Landesverwaltungsgericht Niederösterreich LVwG-S-2454/001-2017

  • Dokumenttyp: Entscheidungstext
  • Entscheidungsdatum: 24.01.2018
  • ECLI: ECLI:AT:LVWGNI:2018:LVwG.S.2454.001.2017

Begründung

IM NAMEN DER REPUBLIK

Das Landesverwaltungsgericht Niederösterreich erkennt durch seinen Richter Dr. Marvin Novak, LL.M., als Einzelrichter über die Beschwerde von Frau LV, vertreten durch Rechtsanwalt Mag. Lepschi, ***, ***, gegen das Straferkenntnis der Landespolizeidirektion Niederösterreich vom 6. September 2017, Zl. VStV/917300862038/2017, zu Recht:

1. Der Beschwerde wird gemäß § 50 Abs. 1 des Verwaltungsgerichtsverfahrens-gesetzes (VwGVG) Folge gegeben und das angefochtene Straferkenntnis aufgehoben.

2. Das Verwaltungsstrafverfahren wird gemäß § 45 Abs. 1 Z 3 des Verwaltungsstrafgesetzes 1991 (VStG) eingestellt.

3. Gemäß § 25a des Verwaltungsgerichtshofgesetzes 1985 (VwGG) ist gegen dieses Erkenntnis eine ordentliche Revision an den Verwaltungsgerichtshof gemäß Art. 133 Abs. 4 des Bundes-Verfassungsgesetzes (B-VG) nicht zulässig.

Weitere Rechtsgrundlagen:

§§ 28 Abs. 1, 38 VwGVG

Entscheidungsgründe:

1. Maßgeblicher Verfahrensgang und Sachverhalt:

1.1. Der nunmehrigen Beschwerdeführerin, Frau LV, einer Staatsangehörigen der Republik Armenien, wurde mit Straferkenntnis der Landespolizeidirektion Niederösterreich vom 6. September 2017 Folgendes zur Last gelegt:

„Sie sind, was am 31.05.2017, um 12:00 Uhr in ***, **** festgestellt wurde, als Fremder (§ 2 Abs. 4 Z 1 FPG) nach der Erlassung einer Rückkehrentscheidung nach Eintritt der Durchsetzbarkeit nicht rechtzeitig aus dem Bundesgebiet ausgereist und haben sich am 31.05.2017 in ***, *** noch unerlaubt im Bundesgebiet aufgehalten, obwohl die Frist zur freiwilligen Ausreise (§ 55 FPG) bereits verstrichen war.“

Die Beschwerdeführerin habe daher „§ 120 Abs. 1a FPG BGBl. I Nr. 144/2013 idgF. i.V.m. § 52 Abs. 8 Fremdenpolizeigesetz BGBl. I Nr. 144/2013 idgF.“ verletzt und es wurde über sie eine Geldstrafe in der Höhe von 600,-- Euro und eine Ersatzfreiheitsstrafe in der Dauer von 3 Tagen und 10 Stunden verhängt. Zudem wurde ein Kostenbeitrag von 60,-- Euro vorgeschrieben.

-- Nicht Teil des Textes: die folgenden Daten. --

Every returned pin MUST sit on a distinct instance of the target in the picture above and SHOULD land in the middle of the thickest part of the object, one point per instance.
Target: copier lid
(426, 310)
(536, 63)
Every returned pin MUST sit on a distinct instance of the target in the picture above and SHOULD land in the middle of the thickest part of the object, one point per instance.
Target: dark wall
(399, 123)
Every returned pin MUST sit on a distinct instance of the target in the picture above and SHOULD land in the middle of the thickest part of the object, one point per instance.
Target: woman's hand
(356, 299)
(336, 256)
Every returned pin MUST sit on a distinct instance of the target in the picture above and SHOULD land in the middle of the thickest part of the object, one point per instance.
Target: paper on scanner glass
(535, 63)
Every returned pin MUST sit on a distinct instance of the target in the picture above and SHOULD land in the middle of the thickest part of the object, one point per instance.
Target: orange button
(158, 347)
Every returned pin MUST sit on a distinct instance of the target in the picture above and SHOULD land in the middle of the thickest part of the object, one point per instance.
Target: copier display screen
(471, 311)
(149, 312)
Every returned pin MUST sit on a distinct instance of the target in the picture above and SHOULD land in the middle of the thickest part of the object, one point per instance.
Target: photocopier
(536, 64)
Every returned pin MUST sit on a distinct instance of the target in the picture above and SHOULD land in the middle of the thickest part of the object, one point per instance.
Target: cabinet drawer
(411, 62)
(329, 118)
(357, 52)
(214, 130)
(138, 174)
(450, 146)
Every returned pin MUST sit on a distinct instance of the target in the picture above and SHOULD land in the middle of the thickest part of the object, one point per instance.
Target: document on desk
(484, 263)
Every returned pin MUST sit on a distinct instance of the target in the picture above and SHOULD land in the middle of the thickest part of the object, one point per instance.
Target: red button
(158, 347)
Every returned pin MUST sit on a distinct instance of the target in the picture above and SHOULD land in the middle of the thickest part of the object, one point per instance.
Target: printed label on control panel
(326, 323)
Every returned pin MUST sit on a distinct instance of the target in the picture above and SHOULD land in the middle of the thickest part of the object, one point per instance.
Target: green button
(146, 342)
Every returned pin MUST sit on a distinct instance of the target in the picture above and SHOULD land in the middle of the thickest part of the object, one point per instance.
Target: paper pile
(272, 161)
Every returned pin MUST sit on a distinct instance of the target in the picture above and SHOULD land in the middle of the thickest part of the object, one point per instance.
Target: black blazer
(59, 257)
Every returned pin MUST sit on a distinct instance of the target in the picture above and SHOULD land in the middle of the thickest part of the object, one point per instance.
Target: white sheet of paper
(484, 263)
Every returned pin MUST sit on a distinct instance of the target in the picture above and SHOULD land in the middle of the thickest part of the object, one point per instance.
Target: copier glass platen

Begründend wurde im Wesentlichen ausgeführt, dass die Beschwerdeführerin gegen die (mit dem Straferkenntnis wortgleiche) Strafverfügung Einspruch erhoben habe und dass sie zu einer (ebenso wortgleichen) Aufforderung zur Rechtfertigung auf eine gegebene Duldung verwiesen und die Einholung eines medizinischen Gutachtens begehrt habe. Der Behörde liege aber eine Stellungnahme des Bundesamtes für Fremdenwesen und Asyl vor, wonach seit dem Jahr 2015 eine rechtskräftige Rückkehrentscheidung vorliege und wonach der Antrag auf Ausstellung einer Karte für Geduldete im Juli 2017 durchsetzbar abgewiesen worden und nunmehr beim Bundesverwaltungsgericht anhängig sei. Die behaupteten gesundheitlichen Einschränkungen seien bereits Gegenstand behördlicher Verfahren gewesen. Es sei somit erwiesen, dass sich die Beschwerdeführerin aus von ihr zu vertretenen Gründen unrechtmäßig im Bundesgebiet aufhalte.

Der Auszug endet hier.